The S&P 500 has struggled to make meaningful gains this year amid slowing profit growth, geopolitical unrest and uncertainty over a Fed rate hike. But if history is any indication, we could be in for a big year-end rally.
“December is the only month since 1928 that has never posted the worst performance of the year,” Ari Wald told CNBC’s “Trading Nation” on Monday. “What this shows is that there doesn’t tend to be extreme downside volatility in December.”
In fact, according to Wald, seasonally December tends to be one of the best-performing months of the year. And he sees signs of even more strength as the month kicks off.
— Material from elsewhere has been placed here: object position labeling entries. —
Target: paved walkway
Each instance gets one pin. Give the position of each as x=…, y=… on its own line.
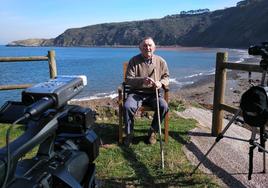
x=228, y=160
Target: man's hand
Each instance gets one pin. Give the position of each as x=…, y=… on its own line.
x=158, y=84
x=148, y=82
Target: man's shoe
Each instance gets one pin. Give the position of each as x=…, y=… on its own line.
x=128, y=140
x=152, y=137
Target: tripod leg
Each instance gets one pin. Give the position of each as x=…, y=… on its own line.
x=218, y=138
x=250, y=169
x=251, y=149
x=262, y=142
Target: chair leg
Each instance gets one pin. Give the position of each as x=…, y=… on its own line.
x=120, y=128
x=166, y=127
x=120, y=124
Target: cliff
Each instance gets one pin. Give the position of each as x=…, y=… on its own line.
x=237, y=27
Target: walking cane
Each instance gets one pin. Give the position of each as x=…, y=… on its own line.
x=159, y=124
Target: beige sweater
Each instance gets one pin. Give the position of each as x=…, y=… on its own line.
x=137, y=70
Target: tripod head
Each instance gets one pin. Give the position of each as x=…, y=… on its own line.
x=260, y=50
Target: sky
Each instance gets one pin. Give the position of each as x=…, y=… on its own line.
x=24, y=19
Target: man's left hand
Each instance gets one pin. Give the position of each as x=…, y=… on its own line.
x=158, y=84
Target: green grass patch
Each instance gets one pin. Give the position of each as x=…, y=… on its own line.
x=140, y=164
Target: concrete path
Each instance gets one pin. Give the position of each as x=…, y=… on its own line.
x=229, y=159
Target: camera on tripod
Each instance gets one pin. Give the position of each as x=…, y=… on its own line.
x=261, y=50
x=67, y=144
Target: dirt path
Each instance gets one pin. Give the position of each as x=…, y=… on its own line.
x=228, y=160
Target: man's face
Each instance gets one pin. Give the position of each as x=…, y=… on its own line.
x=148, y=48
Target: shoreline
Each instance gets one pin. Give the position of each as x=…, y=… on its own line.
x=200, y=92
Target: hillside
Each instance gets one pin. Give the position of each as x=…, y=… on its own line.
x=237, y=27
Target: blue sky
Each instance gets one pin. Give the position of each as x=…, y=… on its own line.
x=23, y=19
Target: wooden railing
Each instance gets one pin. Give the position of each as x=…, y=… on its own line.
x=219, y=105
x=51, y=62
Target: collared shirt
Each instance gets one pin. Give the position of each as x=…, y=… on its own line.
x=138, y=69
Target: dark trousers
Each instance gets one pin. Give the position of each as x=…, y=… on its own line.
x=132, y=104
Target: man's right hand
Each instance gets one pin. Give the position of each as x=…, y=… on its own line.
x=148, y=82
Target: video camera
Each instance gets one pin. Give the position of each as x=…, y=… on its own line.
x=261, y=50
x=67, y=144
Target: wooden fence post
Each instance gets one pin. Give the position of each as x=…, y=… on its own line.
x=219, y=92
x=52, y=64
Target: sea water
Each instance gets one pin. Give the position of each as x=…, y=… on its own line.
x=103, y=67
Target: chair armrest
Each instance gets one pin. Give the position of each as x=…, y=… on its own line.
x=165, y=88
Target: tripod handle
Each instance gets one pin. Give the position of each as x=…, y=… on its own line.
x=250, y=169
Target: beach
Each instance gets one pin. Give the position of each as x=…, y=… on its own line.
x=201, y=92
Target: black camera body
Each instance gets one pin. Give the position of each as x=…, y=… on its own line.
x=67, y=143
x=261, y=50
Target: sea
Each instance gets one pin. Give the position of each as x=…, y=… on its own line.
x=103, y=67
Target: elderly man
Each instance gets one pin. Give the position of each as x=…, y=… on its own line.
x=146, y=72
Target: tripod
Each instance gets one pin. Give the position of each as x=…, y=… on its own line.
x=251, y=141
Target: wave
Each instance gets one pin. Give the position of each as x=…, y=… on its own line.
x=111, y=95
x=210, y=72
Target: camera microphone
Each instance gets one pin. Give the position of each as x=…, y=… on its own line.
x=39, y=106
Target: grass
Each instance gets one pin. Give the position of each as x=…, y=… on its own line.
x=140, y=164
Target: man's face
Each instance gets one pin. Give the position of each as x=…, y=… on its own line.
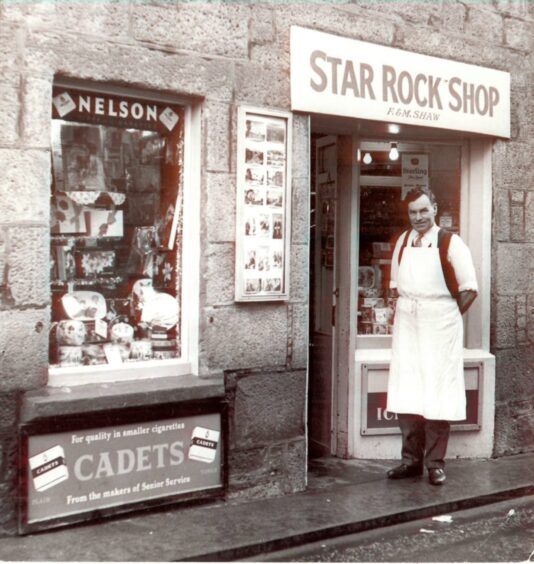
x=422, y=213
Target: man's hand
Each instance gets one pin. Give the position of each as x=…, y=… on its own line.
x=465, y=299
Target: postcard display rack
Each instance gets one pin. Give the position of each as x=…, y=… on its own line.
x=263, y=204
x=115, y=229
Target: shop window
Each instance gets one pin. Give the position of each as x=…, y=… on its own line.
x=383, y=183
x=116, y=232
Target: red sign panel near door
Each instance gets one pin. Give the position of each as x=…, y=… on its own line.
x=376, y=420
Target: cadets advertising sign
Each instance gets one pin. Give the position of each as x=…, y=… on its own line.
x=80, y=472
x=345, y=77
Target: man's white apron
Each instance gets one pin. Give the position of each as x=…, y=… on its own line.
x=426, y=375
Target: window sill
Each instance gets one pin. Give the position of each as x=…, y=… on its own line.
x=96, y=397
x=101, y=373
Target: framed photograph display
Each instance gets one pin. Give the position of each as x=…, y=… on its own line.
x=263, y=224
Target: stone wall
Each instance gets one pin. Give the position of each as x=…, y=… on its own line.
x=226, y=54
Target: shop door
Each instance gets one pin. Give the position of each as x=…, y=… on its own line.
x=323, y=290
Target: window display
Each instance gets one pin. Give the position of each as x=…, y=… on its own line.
x=383, y=183
x=116, y=223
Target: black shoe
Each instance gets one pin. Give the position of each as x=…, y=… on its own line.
x=436, y=476
x=405, y=471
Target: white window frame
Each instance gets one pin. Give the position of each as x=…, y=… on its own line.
x=189, y=331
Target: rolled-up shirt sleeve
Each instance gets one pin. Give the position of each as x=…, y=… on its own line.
x=460, y=257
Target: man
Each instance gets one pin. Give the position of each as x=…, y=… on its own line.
x=426, y=382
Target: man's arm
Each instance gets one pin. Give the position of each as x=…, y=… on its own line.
x=465, y=299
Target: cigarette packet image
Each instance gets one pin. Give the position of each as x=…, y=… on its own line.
x=48, y=468
x=203, y=446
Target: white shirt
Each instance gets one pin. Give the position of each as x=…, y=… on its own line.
x=459, y=256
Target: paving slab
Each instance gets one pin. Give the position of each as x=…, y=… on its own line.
x=343, y=497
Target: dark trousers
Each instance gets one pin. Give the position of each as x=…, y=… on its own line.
x=424, y=441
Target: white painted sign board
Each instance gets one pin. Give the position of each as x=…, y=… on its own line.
x=345, y=77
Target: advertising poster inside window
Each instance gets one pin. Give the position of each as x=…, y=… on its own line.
x=263, y=205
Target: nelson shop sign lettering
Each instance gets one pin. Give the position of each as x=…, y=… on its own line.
x=340, y=76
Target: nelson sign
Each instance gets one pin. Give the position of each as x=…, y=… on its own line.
x=339, y=76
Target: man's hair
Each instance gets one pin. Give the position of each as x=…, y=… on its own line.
x=416, y=193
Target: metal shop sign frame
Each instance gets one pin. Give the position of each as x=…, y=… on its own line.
x=376, y=420
x=78, y=468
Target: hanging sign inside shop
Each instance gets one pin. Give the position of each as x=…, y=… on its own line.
x=414, y=172
x=345, y=77
x=89, y=107
x=68, y=475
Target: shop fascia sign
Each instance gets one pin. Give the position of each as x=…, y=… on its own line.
x=339, y=76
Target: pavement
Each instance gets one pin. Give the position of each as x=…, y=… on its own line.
x=343, y=497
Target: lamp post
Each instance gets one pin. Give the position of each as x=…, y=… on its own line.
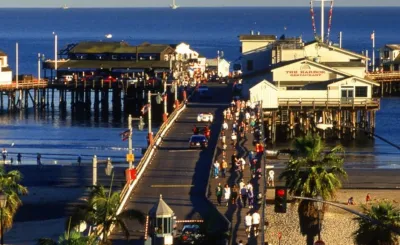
x=55, y=53
x=174, y=90
x=3, y=203
x=158, y=100
x=318, y=205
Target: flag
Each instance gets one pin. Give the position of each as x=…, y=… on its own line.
x=145, y=109
x=125, y=135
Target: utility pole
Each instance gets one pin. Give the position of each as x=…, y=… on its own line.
x=38, y=67
x=94, y=179
x=130, y=141
x=165, y=115
x=16, y=64
x=150, y=133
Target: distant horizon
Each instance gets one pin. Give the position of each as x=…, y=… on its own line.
x=180, y=7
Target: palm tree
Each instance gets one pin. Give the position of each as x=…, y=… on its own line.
x=312, y=172
x=100, y=210
x=380, y=232
x=11, y=187
x=68, y=238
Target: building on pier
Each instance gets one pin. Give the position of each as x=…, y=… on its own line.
x=390, y=57
x=311, y=87
x=5, y=71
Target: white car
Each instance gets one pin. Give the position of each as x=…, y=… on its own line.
x=205, y=117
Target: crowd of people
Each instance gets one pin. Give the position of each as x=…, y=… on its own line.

“What we also found out is when you start the month above the 200-day moving average and in an uptrend the performance is even better,” added Oppenheimer’s head of technical analysis. Wald noted that since 1960, when the S&P 500 is above its 200-day moving average heading into the 12th month, the index has averaged a near 2 percent gain and has traded positively 80 percent of the time.
“Seasonally with this positive trend it does make for a backdrop into year-end,” he added. “I think near-term gains can continue and then some volatility in the first quarter of next year once that seasonal strength fades.”
As the countdown to the December Fed meeting is officially on, Erin Gibbs of S&P Investment Advisory also expects to see stocks pick up speed through the end of the year.
“This year, we believe the odds again point to a favorable finale, as the expectation that the Fed will finally start its rate-tightening program will lift the veil of uncertainty,” she said Monday.
Once the U.S. central bank meeting is behind us, Gibbs said she expects investors to begin focusing on the 8 percent earnings growth expected for all of 2016, which should also give stocks a boost.